第12話
ある満月の夜、広場で集会が開かれた。
村人の様子を探るためにリメイも参加したが、開始当初から村人はリメイをちらちらと見てやりづらそうにしていた。
今さらガスマスクを気にされているとも思えない。
金髪が満月を反射して眩しいのか、などと呑気に考えていた。
しばらく村人からは遠慮がちな発言が続いたが、ある人が追悼の言葉をエリクに捧げると、他の参加者も同調するように、エリクがどんな人間だったかを語り合うように話が始まる。

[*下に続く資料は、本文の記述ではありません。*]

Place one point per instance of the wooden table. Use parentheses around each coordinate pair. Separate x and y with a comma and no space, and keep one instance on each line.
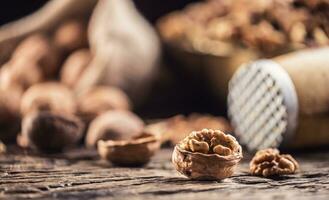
(79,174)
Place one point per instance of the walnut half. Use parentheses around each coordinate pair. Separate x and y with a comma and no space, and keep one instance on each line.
(207,155)
(269,162)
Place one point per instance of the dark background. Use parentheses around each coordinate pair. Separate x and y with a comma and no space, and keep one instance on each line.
(152,9)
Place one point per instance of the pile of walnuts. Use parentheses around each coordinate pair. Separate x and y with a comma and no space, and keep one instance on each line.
(267,26)
(39,106)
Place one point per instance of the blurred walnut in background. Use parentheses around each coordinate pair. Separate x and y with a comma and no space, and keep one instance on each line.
(268,27)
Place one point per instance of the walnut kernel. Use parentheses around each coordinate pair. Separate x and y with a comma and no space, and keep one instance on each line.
(270,162)
(207,155)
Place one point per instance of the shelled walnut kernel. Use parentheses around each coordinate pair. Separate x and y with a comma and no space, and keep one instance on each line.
(269,162)
(207,155)
(211,141)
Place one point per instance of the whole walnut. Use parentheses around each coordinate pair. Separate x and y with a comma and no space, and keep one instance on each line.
(50,96)
(74,66)
(114,125)
(100,99)
(50,132)
(207,155)
(71,35)
(14,73)
(9,113)
(269,162)
(38,50)
(136,151)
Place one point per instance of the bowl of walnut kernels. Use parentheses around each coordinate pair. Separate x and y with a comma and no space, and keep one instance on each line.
(214,37)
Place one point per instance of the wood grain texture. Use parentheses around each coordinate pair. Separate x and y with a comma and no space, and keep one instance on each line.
(79,174)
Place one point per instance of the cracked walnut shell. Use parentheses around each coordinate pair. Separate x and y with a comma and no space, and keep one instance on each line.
(132,152)
(207,155)
(270,162)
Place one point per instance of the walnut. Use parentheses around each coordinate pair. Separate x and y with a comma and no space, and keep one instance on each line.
(50,132)
(37,50)
(9,113)
(207,155)
(100,99)
(178,127)
(74,66)
(136,151)
(71,35)
(14,73)
(114,125)
(267,27)
(49,96)
(270,162)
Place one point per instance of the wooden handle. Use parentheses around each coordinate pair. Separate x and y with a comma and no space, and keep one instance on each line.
(309,70)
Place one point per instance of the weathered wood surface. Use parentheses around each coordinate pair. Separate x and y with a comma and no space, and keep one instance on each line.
(80,175)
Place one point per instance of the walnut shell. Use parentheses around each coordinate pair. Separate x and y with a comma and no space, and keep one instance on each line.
(2,147)
(100,99)
(74,66)
(38,50)
(196,156)
(134,152)
(114,125)
(50,132)
(269,162)
(49,96)
(71,35)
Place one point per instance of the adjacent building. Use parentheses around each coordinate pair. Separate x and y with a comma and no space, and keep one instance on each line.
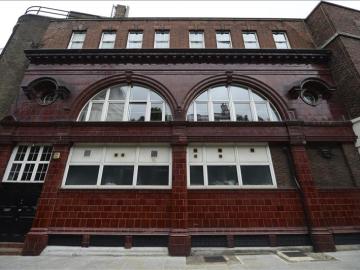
(181,132)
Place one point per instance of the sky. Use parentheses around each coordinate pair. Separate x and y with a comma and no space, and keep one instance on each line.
(10,11)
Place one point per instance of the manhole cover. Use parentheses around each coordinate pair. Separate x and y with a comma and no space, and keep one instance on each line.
(294,254)
(214,259)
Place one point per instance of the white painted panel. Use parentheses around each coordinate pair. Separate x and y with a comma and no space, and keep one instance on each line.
(195,154)
(220,154)
(86,154)
(120,154)
(259,154)
(162,154)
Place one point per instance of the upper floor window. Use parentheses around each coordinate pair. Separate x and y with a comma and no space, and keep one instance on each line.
(196,39)
(250,40)
(126,103)
(135,40)
(28,164)
(223,39)
(281,40)
(108,40)
(77,40)
(162,39)
(231,103)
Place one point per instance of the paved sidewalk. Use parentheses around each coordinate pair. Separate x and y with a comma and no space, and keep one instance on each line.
(346,260)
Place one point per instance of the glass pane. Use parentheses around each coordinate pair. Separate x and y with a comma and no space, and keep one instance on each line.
(28,170)
(153,175)
(262,112)
(249,37)
(34,152)
(202,112)
(107,45)
(190,114)
(257,97)
(76,45)
(251,45)
(243,112)
(156,112)
(83,113)
(196,175)
(95,114)
(117,175)
(138,93)
(222,175)
(115,112)
(219,93)
(168,116)
(221,111)
(137,111)
(82,175)
(203,97)
(14,171)
(46,154)
(100,96)
(41,172)
(20,155)
(117,93)
(256,175)
(238,93)
(279,37)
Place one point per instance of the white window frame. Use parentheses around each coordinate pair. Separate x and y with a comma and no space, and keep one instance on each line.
(203,39)
(232,103)
(220,41)
(237,163)
(23,163)
(71,42)
(127,102)
(247,42)
(285,42)
(130,41)
(102,42)
(161,41)
(102,163)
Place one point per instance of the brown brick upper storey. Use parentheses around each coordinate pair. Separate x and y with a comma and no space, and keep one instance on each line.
(59,32)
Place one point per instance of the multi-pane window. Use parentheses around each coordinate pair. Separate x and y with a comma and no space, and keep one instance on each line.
(126,103)
(28,163)
(107,40)
(281,40)
(229,166)
(196,39)
(135,40)
(250,40)
(162,39)
(118,166)
(231,103)
(77,40)
(223,39)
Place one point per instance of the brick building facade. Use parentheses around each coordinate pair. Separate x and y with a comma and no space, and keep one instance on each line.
(182,133)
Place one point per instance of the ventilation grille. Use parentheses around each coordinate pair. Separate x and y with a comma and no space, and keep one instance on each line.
(208,241)
(251,241)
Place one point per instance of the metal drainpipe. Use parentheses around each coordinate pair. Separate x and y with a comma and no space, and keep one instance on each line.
(302,196)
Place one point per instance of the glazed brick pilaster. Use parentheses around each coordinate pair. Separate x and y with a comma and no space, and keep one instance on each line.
(179,239)
(36,239)
(322,238)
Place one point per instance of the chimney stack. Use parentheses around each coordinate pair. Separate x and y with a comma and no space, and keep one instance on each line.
(120,11)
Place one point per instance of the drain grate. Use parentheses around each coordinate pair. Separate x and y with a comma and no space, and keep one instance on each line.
(294,253)
(214,259)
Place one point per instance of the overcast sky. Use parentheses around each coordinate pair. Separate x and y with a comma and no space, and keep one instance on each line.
(10,11)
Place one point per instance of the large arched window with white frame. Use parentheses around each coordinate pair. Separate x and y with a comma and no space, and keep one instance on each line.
(126,103)
(231,103)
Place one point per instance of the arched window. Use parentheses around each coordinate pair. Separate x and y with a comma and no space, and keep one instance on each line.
(231,103)
(126,103)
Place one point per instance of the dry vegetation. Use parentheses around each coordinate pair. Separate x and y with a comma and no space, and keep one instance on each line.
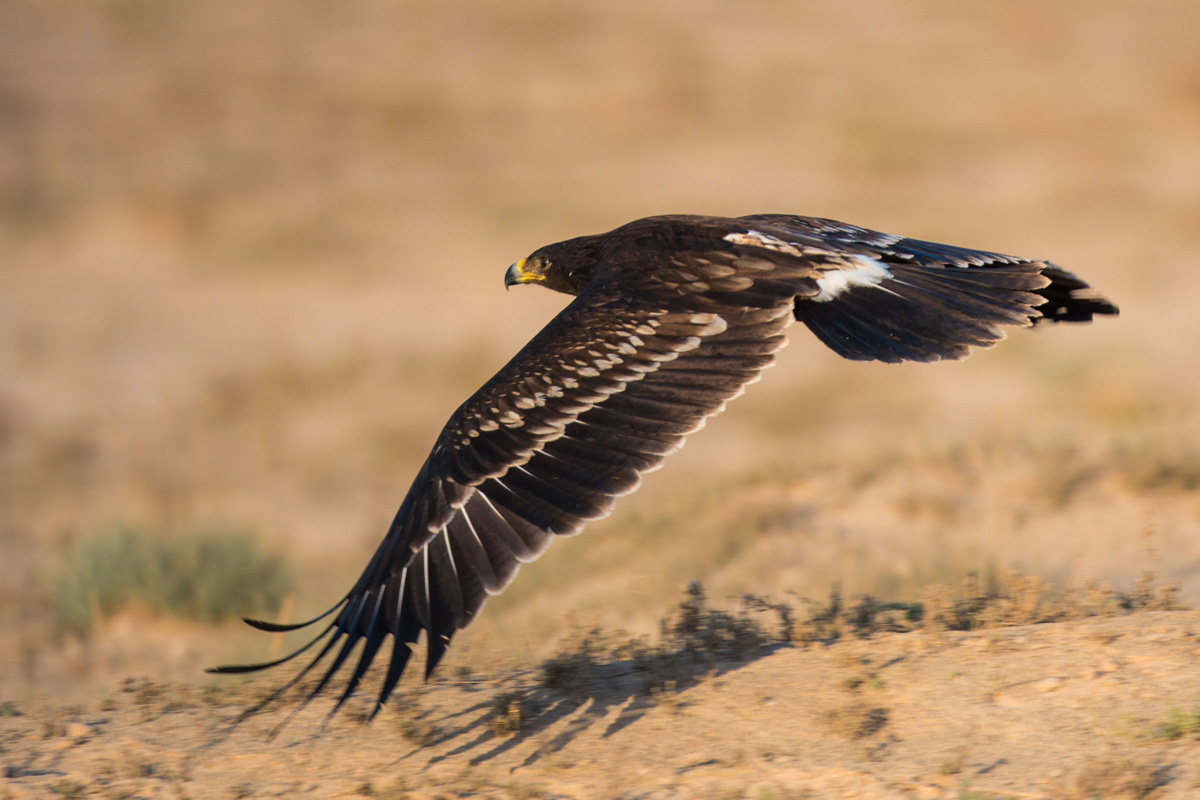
(251,260)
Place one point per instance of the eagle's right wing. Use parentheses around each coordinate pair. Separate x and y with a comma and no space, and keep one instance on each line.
(598,397)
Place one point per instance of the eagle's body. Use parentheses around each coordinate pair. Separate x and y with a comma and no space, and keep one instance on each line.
(672,318)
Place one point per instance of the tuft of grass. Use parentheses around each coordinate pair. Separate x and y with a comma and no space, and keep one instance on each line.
(507,714)
(208,575)
(856,720)
(1179,725)
(1119,779)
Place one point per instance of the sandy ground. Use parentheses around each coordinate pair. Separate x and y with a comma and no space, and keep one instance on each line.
(251,258)
(1079,709)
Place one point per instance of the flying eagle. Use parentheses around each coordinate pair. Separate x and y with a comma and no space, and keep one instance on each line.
(672,317)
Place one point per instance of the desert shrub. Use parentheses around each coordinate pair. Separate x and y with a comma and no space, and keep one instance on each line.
(208,575)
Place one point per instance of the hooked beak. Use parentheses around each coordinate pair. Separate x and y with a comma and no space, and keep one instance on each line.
(519,274)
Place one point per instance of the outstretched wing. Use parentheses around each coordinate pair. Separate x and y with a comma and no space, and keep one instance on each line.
(912,300)
(600,396)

仕舞いには犯人捜しは有耶無耶になり、いよいよリメイも欠伸をかみ殺した。
通夜のような集会だった。
夜も更けた頃、なし崩し的にラーシュがやったという話に落ち着き、その日はお開きになった。
集会には、ラーシュはいなかった。
唖然とするリメイを残し、村人は三々五々解散していく。
証拠や本人の弁解も確認せず、印象だけで犯人を決めつける村人の同調圧力が恐ろしくなった。
「――あれ、集会は終わっちまったんだ」
息を切らしたアンジェリカが遅れてやってきた。
目が合い、こないだ言い合いになったことを気まずく思ったリメイだが、アンジェリカは気にする様子もなく、おう、と片手を挙げて近づいてきた。
店じまいに時間がかかって遅れたそうだ。
「集会、どんな感じだったんだ?」
「どんなって……文化の違いにびっくりよ」
リメイはありのまま集会の様子をアンジェリカに話した。
「ラーシュさん、前の日も揉めてたもんなぁ。事あるごとにエリクさんに因縁つけてたし、疑われても仕方ねえんじゃねえかな」
「でも本人から何も聞かず、印象で決めつけるのって、どうなの?」
「ここはルイス村だぞ? 疑われたくないなら、ちゃんと裁判には顔を出さないと……」
「裁判? あれが?」
まるでルイスだけ文化が百年ほど遅れているかのようだ。
「まぁ、最後は領主様が何とかするしかないんだよな。裁判はあくまで井戸端会議の延長線。あたしはリメイがいるの見て、てっきり今夜の裁判は特別扱いなのかと思ったぞ」
参加者がやりづらそうにリメイを見ていた理由はそれか。
「というか、ラーシュさん居なかったのか?」
アンシェリカは怪訝な表情を浮かべていた。確かに変だ。
村人の心象を決定づける『裁判』にはを出さないと、言われたい放題になる。
被害者と前日に喧嘩した人間なんて特に矛先が向くだろう。ラーシュもそんなことは重々承知だろうし、どんな予定よりも優先して参加するはずだ。
「……行こう」
「えっ、どこへ?」
「農場。何かあったのかも」
真夜中に差し掛かる時分。リメイはすたすたと歩いてラーシュの農場へ向かったが、アンジェリカが慌てたように付いてきた。